Q. Sandwich Generation: My elderly mother-in-law lives in our town in a very nice senior community. Our toddler grandson lives three hours away. My husband and I are old enough to be great-grands (well, at least HE is) but we have only the one young grandbaby. Now that we are retired, we would like to move close to the grandchild so we can be actively involved for as long as we have some energy left. 90-plus-year-old MIL does not want us to move. She thinks we should just drive back and forth to see the baby. This is 1) tiring and 2) does not allow us real involvement. We don't see MIL that often, even though we are in the same town. My husband does not feel close to her (never has, as she is a pleasant but emotionally chilly person). How awful would it be to move anyhow?

A: I can understand that your mother-in-law wants you around for her last years, but your grandchild will quickly pass through toddlerhood and if you want to be there to help be part of his life now (and the parents of this grandchild are on board with your move) you should do it. This will just mean that the three-hour trek will be to see your mother-in-law. Given your current visiting schedule, it doesn't sound as if coming every two weeks or so will be that much of a difference. Make a commitment to come on a predictable schedule and call frequently so that all of you are as comfortable as possible with the new arrangements.

Q. Cheating Friend: I just found out that my best friend has been cheating on her husband for the majority of her marriage of a few years. I've always known it wasn't a perfect marriage, but my friend has always painted herself as a victim of her husband's mistreatment and my support and advice have been based on that perspective. Now that she's dropped this bomb on me—she's cheated with multiple people, some emotional affairs, some just physical—I'm kind of at a loss for how to respond. I think I'm the only person she's told. What is my responsibility here? I still love her as a friend, but I can't respect her actions. If I come on as too judgmental, I know she will never want to talk about it with me again.

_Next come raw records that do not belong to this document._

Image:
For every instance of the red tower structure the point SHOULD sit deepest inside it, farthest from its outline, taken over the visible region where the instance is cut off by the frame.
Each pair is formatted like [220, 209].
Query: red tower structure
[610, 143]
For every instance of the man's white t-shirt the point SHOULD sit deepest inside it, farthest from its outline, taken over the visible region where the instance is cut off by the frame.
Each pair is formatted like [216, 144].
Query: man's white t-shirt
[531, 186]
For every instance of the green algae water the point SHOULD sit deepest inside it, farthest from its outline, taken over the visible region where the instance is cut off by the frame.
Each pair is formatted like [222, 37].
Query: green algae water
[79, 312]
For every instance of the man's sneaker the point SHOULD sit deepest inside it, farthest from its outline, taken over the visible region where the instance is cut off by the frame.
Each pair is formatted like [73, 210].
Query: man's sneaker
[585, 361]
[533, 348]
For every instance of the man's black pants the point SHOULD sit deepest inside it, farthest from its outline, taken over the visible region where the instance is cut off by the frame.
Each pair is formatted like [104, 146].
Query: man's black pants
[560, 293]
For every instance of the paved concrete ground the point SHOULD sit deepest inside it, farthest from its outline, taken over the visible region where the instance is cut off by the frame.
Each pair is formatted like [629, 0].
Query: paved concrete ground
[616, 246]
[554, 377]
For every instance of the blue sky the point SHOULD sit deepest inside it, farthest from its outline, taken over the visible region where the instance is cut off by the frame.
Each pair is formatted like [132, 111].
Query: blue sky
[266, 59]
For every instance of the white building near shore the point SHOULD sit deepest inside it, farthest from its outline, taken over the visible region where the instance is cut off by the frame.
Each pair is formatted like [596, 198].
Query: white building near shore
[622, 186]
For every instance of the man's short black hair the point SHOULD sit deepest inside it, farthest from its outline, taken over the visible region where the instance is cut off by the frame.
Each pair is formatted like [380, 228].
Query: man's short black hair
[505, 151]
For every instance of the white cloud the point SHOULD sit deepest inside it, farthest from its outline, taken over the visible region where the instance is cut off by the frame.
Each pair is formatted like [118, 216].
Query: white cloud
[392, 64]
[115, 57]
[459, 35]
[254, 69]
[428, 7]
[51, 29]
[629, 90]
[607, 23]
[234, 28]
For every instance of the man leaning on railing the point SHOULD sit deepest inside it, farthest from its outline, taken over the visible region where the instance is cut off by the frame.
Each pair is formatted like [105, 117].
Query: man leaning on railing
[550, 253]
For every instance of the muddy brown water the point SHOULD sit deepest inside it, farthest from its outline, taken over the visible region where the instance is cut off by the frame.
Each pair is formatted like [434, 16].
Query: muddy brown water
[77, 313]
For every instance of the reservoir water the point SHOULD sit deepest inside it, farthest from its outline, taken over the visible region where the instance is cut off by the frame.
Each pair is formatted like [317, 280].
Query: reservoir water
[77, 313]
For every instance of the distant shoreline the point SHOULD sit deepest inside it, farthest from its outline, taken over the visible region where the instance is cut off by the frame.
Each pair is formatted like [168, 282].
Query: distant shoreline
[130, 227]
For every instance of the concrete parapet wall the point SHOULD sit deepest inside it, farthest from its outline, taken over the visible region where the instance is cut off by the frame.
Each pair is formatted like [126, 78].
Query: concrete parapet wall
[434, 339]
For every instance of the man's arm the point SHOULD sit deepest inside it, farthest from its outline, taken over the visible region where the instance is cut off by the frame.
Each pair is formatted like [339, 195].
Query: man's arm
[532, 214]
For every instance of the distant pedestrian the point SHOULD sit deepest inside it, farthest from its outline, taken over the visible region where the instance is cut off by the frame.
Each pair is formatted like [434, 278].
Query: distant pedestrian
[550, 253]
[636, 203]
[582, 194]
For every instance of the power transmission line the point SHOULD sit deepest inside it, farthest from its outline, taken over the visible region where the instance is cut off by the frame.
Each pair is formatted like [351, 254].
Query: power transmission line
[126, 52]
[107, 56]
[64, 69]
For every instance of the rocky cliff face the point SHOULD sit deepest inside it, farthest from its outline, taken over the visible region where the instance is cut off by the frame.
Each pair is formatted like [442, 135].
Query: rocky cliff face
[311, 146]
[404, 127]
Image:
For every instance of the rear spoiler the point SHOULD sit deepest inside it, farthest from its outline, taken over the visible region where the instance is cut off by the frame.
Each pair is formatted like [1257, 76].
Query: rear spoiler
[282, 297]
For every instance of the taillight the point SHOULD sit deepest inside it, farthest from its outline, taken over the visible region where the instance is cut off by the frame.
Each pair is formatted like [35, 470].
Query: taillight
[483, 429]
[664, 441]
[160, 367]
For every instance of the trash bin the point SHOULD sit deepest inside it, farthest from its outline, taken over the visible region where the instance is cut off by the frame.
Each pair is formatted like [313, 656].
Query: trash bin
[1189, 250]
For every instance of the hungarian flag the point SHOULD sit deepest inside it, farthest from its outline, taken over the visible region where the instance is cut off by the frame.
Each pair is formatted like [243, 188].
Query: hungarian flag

A: You respond honestly but temper the outrage. You say that this gives you a totally different understanding of the dynamics of their marriage, you say surely she knows her inability to be physically or emotionally faithful makes a successful marriage impossible. You tell her you love her but find her actions deeply concerning. If she wants total support and will cut you off because you can't give it, then the basis of your friendship is as shaky as that of her marriage.